King currently serves as chair of the Clive Davis Institute of Recorded Music at Tisch School of the Arts, New York University. He is the institute’s founding full-time faculty member, and he developed the program alongside Davis, the famed music impresario.
“Dr. Jason King’s talents — coupled with USC Thornton’s incredible students, faculty and staff — will be a dynamic formula to expand musical education at this exceptional 139-year-old school known for enriching the arts and humanity,” USC President Carol L. Folt said.
Elizabeth Graddy, USC’s interim provost and senior vice president for academic affairs, agreed. “We are excited that Dr.
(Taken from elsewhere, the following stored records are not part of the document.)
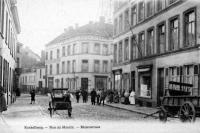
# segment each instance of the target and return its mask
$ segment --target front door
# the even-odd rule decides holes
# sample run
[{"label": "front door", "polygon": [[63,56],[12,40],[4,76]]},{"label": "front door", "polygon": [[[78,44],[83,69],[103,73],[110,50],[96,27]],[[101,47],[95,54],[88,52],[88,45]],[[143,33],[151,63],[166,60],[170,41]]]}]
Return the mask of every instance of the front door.
[{"label": "front door", "polygon": [[88,90],[88,78],[81,78],[81,89]]},{"label": "front door", "polygon": [[161,105],[161,97],[164,94],[164,68],[158,69],[158,85],[157,85],[157,106]]}]

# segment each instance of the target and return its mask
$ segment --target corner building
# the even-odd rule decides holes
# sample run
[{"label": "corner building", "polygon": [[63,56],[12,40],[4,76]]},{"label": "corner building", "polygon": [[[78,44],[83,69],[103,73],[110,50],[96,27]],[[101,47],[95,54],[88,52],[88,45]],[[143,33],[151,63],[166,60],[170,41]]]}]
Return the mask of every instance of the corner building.
[{"label": "corner building", "polygon": [[7,104],[14,102],[17,34],[20,22],[16,0],[0,0],[0,85]]},{"label": "corner building", "polygon": [[112,25],[104,18],[69,27],[46,45],[48,88],[109,89],[112,67]]},{"label": "corner building", "polygon": [[141,106],[159,106],[169,81],[193,84],[191,95],[199,95],[199,16],[198,0],[116,4],[114,89],[134,90]]}]

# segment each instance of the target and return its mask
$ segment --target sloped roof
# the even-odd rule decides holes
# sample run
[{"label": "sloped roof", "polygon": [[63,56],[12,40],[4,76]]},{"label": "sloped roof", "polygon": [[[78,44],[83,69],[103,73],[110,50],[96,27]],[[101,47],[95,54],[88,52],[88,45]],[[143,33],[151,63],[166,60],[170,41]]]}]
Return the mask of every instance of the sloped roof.
[{"label": "sloped roof", "polygon": [[81,35],[96,35],[105,38],[111,38],[113,36],[113,26],[106,23],[89,23],[76,29],[65,31],[54,40],[46,44],[46,46],[53,45],[55,43],[62,42],[72,37]]}]

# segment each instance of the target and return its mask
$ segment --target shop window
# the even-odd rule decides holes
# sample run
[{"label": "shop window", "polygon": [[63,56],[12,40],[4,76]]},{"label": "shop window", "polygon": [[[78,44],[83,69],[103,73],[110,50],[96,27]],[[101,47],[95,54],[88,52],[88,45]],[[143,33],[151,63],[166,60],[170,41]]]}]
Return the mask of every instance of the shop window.
[{"label": "shop window", "polygon": [[139,73],[139,85],[140,85],[140,96],[151,98],[152,86],[151,86],[151,73],[140,72]]},{"label": "shop window", "polygon": [[195,45],[196,41],[196,17],[195,11],[190,10],[184,14],[184,24],[185,24],[185,47]]},{"label": "shop window", "polygon": [[179,19],[176,17],[170,21],[169,50],[179,48]]},{"label": "shop window", "polygon": [[136,5],[134,5],[131,8],[131,25],[134,26],[137,24],[137,8]]}]

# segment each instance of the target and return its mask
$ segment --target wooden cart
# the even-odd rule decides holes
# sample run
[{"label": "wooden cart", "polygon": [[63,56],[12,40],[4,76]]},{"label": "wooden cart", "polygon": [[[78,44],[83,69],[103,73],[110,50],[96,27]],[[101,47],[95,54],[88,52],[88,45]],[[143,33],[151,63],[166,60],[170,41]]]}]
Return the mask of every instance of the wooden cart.
[{"label": "wooden cart", "polygon": [[68,110],[68,116],[71,117],[72,106],[70,101],[70,96],[66,95],[68,89],[52,89],[51,92],[51,102],[49,103],[50,117],[57,110]]},{"label": "wooden cart", "polygon": [[167,121],[167,117],[176,117],[182,122],[194,122],[200,114],[200,96],[190,94],[193,85],[170,81],[162,98],[159,119]]}]

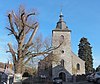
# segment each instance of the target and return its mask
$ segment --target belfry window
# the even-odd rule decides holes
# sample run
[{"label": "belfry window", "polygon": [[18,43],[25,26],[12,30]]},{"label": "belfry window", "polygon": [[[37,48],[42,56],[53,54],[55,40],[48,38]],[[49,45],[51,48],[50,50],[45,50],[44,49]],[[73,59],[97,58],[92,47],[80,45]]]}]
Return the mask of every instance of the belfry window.
[{"label": "belfry window", "polygon": [[79,63],[77,63],[77,70],[80,70],[80,64]]},{"label": "belfry window", "polygon": [[63,35],[60,36],[60,40],[59,41],[60,41],[60,43],[62,43],[64,41],[64,36]]}]

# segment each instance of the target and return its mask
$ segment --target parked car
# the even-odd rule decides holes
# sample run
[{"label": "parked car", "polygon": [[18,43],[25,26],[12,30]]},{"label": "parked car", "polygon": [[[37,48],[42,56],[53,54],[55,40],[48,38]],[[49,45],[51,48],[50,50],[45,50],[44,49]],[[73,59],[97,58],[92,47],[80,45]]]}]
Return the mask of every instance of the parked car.
[{"label": "parked car", "polygon": [[62,84],[62,79],[59,77],[53,79],[53,84]]},{"label": "parked car", "polygon": [[86,76],[87,81],[88,81],[88,82],[92,82],[93,79],[94,79],[93,76],[94,76],[94,73],[90,73],[90,74],[88,74],[88,75]]},{"label": "parked car", "polygon": [[100,84],[100,72],[95,72],[93,75],[93,82],[96,84]]}]

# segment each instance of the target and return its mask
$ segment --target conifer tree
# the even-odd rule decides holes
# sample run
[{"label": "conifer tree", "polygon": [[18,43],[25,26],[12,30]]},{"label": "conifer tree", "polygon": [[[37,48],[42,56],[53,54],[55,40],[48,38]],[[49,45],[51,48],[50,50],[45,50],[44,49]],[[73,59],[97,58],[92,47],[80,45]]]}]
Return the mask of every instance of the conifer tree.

King will be able to leverage his strong network and interdisciplinary experience of performance, teaching, production, research and business acumen to benefit the Thornton School of Music community,” she said.
King’s musical interests and accomplishments span multiple genres, including classical, pop, R&B, gospel, jazz, rock and other styles.
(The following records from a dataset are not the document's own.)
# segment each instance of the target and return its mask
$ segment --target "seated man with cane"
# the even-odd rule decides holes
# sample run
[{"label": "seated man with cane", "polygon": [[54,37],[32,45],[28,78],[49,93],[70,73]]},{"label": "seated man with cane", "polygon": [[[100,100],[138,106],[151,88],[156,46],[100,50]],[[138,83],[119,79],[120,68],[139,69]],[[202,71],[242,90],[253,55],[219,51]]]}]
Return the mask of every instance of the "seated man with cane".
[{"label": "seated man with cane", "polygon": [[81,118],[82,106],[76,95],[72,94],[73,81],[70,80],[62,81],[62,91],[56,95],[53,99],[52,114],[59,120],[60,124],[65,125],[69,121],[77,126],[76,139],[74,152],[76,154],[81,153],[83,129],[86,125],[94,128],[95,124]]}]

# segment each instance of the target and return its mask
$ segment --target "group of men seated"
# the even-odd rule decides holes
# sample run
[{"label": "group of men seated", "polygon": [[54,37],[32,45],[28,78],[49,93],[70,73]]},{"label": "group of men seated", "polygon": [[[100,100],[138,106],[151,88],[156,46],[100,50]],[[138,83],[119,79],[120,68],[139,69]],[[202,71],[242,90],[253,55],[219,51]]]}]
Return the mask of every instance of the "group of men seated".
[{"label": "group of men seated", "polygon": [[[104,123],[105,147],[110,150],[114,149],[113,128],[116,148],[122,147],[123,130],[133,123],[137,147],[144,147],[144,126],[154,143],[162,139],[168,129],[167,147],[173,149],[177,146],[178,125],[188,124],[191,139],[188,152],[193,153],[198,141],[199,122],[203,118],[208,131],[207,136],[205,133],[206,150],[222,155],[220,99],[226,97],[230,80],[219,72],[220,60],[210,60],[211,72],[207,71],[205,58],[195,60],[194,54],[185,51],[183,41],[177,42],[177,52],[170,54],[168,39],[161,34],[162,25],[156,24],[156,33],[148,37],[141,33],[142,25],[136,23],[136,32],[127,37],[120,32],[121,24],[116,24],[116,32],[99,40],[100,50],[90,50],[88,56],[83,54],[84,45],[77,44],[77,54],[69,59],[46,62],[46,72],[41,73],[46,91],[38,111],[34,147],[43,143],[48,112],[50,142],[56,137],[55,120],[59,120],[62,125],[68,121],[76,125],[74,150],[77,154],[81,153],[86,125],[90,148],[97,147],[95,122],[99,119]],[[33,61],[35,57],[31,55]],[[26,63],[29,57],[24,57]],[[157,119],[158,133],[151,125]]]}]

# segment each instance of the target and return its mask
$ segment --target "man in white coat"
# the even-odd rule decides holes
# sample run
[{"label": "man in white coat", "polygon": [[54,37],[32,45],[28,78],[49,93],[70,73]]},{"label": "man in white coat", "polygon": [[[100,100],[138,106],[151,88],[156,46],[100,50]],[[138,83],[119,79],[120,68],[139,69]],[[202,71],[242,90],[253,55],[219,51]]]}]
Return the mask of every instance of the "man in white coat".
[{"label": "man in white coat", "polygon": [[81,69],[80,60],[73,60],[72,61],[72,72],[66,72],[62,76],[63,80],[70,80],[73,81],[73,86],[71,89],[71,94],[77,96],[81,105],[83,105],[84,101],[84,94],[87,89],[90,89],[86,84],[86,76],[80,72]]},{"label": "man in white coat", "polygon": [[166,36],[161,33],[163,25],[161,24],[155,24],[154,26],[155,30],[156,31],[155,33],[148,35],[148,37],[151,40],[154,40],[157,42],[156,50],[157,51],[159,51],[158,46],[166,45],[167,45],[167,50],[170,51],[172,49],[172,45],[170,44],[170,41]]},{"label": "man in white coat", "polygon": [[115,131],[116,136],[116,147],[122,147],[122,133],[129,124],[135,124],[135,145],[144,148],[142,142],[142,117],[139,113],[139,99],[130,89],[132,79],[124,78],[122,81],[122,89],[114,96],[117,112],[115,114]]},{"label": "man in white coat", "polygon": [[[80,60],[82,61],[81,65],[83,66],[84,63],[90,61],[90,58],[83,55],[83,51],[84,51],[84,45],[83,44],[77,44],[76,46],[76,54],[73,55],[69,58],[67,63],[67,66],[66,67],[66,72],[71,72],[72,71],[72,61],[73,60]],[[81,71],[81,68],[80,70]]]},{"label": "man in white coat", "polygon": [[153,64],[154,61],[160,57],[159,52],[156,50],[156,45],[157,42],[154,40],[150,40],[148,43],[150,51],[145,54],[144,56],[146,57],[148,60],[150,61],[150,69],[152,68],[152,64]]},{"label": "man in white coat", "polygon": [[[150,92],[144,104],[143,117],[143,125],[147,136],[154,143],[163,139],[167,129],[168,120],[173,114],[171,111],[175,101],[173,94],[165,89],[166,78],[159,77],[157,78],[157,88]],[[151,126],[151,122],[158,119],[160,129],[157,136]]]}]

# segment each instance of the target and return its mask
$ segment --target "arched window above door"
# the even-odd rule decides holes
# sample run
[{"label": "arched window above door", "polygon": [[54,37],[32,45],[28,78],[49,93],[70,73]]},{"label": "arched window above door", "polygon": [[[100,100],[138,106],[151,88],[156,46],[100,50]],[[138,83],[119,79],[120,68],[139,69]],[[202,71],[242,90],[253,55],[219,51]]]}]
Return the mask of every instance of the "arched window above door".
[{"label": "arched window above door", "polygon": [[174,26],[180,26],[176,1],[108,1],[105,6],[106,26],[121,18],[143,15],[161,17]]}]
As a scholar and public intellectual with a doctorate from NYU, King has created multidisciplinary work in the fields of African American and African Diasporic cultural studies; performance studies, globalization and transnationalism studies; media and technology studies; music business, marketing and branding studies; and gender and queer studies.
New USC Thornton dean has long history as scholar and journalist
An inaugural member of the Hip Hop Culture Council at the John F. Kennedy Center for the Performing Arts and the Black Genius Brain Trust, King serves on the editorial board of the Journal of Popular Music Studies. He brings a long history of publications as a scholar and a journalist, and extensive experience working with internationally known media outlets on series, podcasts and documentaries.
“I think of myself as an institution builder: somebody who can identify an opportunity and build a structure and institution around that opportunity,” King said. “I see an opportunity with USC Thornton to take an already legendary school and help shape its 21st-century vision of what a music school can be.
“From all the meetings I had — with President Folt, with the students, with the staff, with the faculty — I felt an overwhelming sense of exuberance and commitment to excellence,” he added. “USC Thornton felt like a place of great love — a place that wasn’t just a school, but a place that people felt was a kind of home.”